Anne Bertrand, the province’s privacy commissioner, has spent months investigating the file by using details provided by those affected and by the health authority. Bertrand will try to answer the question about why Rojas looked at the files. All of the women who spoke to CBC News revealed that they had met the doctor at least once. Some of the women work or worked at the hospital, while others served at a restaurant where he was a regular customer. None of the women were his patients. All of the women were shocked by the news and want to know why Rojas wanted to look at their personal records. Rojas has been off the job for several months and Vitalité will not comment on his current status and why he’s not working at the hospital.
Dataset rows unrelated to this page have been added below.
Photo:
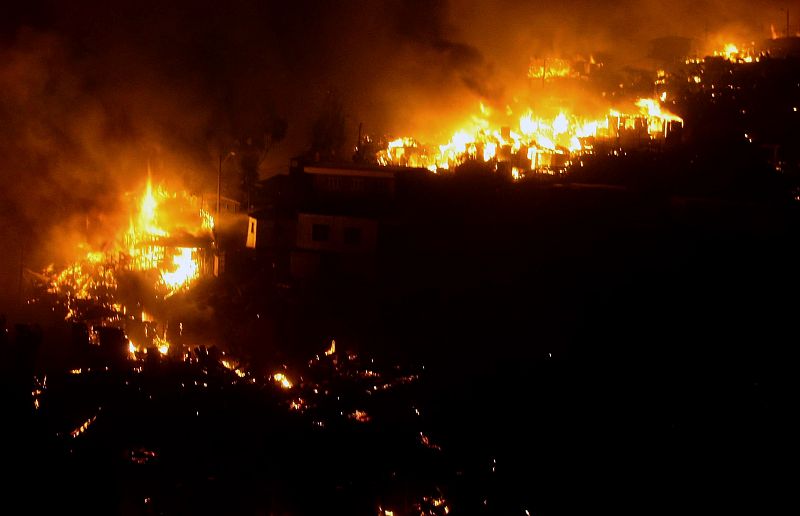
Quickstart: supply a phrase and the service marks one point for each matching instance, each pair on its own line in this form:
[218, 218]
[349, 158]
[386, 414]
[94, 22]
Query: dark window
[320, 232]
[352, 236]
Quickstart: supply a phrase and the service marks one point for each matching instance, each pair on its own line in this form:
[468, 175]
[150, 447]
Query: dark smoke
[95, 92]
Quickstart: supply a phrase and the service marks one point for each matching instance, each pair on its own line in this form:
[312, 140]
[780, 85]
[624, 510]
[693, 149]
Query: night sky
[94, 92]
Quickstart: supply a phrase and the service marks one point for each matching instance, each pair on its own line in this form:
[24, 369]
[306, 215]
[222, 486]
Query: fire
[535, 144]
[282, 380]
[186, 269]
[146, 246]
[552, 69]
[178, 266]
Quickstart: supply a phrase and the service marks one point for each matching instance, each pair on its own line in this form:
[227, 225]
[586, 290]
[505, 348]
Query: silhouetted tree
[253, 149]
[328, 131]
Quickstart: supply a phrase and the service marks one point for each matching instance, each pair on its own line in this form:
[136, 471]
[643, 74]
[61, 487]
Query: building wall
[336, 233]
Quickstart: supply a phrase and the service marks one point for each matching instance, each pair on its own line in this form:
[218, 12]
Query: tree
[254, 149]
[328, 131]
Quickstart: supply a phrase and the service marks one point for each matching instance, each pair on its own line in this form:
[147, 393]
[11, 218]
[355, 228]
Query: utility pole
[222, 158]
[787, 22]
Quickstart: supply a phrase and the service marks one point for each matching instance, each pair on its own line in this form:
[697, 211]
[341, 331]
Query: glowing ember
[186, 269]
[536, 144]
[81, 429]
[282, 380]
[144, 247]
[162, 345]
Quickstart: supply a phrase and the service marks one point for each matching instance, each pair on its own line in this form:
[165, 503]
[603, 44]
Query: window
[320, 232]
[352, 236]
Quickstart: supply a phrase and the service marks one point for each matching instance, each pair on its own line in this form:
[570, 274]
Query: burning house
[324, 219]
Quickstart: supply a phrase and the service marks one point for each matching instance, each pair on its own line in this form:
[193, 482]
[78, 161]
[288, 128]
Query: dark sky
[93, 92]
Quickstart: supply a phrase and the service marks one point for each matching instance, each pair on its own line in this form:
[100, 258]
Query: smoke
[95, 92]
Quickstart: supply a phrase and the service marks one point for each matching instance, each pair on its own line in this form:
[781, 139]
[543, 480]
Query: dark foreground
[629, 355]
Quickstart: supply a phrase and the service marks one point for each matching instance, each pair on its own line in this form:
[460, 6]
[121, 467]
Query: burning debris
[536, 144]
[174, 259]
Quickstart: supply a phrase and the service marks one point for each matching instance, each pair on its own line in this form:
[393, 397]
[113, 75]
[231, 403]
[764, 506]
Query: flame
[282, 380]
[535, 144]
[186, 269]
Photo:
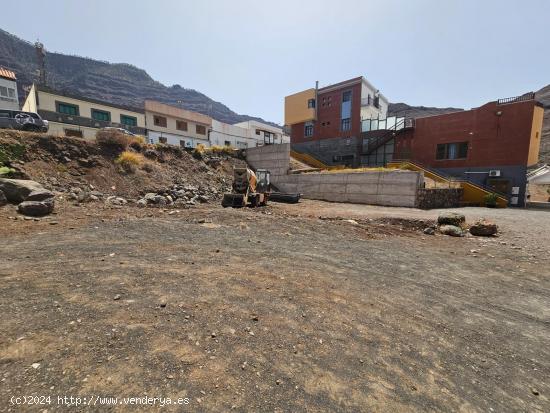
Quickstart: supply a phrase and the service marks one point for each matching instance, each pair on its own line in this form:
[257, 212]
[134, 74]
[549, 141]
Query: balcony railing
[390, 123]
[87, 122]
[527, 96]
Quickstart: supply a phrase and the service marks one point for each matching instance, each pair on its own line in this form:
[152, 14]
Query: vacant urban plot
[266, 310]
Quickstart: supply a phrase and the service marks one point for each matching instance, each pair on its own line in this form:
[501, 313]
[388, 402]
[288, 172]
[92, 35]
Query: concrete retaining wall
[391, 188]
[274, 158]
[395, 188]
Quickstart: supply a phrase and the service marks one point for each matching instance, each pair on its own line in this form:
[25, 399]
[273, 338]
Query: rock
[483, 228]
[451, 218]
[36, 208]
[451, 230]
[40, 195]
[17, 190]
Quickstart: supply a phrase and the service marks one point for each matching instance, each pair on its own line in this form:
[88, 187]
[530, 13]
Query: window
[67, 109]
[308, 129]
[159, 121]
[101, 115]
[451, 151]
[346, 96]
[200, 129]
[346, 124]
[73, 132]
[128, 120]
[181, 125]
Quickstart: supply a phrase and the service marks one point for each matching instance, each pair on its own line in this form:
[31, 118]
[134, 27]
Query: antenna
[41, 58]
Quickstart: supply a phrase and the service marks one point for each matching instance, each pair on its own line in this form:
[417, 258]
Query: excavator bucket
[233, 200]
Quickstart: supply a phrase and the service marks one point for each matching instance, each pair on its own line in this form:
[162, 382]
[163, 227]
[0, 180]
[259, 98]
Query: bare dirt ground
[274, 309]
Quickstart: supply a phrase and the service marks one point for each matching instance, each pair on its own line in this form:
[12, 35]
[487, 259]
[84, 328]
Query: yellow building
[71, 115]
[176, 126]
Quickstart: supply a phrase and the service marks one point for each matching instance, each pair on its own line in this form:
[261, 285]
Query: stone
[40, 195]
[483, 228]
[17, 190]
[429, 231]
[451, 218]
[36, 208]
[451, 230]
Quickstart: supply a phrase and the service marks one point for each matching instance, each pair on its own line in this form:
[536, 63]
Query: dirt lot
[275, 309]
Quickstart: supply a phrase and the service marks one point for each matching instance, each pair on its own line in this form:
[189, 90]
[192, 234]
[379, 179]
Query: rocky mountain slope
[118, 83]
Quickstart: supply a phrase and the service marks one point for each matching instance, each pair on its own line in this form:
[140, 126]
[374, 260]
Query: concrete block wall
[390, 188]
[274, 158]
[395, 188]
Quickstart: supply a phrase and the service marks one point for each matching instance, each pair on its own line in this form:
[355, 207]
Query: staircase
[377, 142]
[473, 194]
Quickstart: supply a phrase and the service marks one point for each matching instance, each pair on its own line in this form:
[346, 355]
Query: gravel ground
[276, 310]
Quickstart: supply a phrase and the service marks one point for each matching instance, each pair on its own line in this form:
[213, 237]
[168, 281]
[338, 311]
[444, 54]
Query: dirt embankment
[61, 163]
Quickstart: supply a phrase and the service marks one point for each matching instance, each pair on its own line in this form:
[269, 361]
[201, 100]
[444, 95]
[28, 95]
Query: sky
[250, 54]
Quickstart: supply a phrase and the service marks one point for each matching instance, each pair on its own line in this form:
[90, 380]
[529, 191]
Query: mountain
[402, 109]
[543, 96]
[118, 83]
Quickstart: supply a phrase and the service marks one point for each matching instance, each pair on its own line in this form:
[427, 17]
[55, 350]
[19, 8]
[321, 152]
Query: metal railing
[392, 123]
[87, 122]
[522, 98]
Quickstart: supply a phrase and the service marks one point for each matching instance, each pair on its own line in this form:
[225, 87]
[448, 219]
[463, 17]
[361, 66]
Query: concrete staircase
[473, 194]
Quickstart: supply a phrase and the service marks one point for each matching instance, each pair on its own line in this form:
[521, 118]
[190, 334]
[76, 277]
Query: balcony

Manitoban Mayorial Candidate is Target of Racism

After a debate in St Boniface, CBC News reports that Robert-Falcon Ouellette, a 37 year old Aboriginal Program Director  at the University of Manitoba, received racist comments on his Facebook page because he had argued entirely in French.  St Boniface is an area of the Winnipeg city that is the centre of the Franco-Manitoban community and Ouellette had spoken French to honour the hosts of the debate. But as a result of the decision, he received abusive messages criticizing his Aboriginal and French background.

For Oulette, this has not been the first time he has faced prejudice. He acknowledged that despite his many years of education and service to his country, there would still be some who cared more about his background than his campaign platform. Other candidates, including Dan Vandal, a Métis, had also faced racism while campaigning. Despite these incidents, many believe that the prejudice is not representative of the city and are hopeful about the prospects of electing a mayor from a diverse background.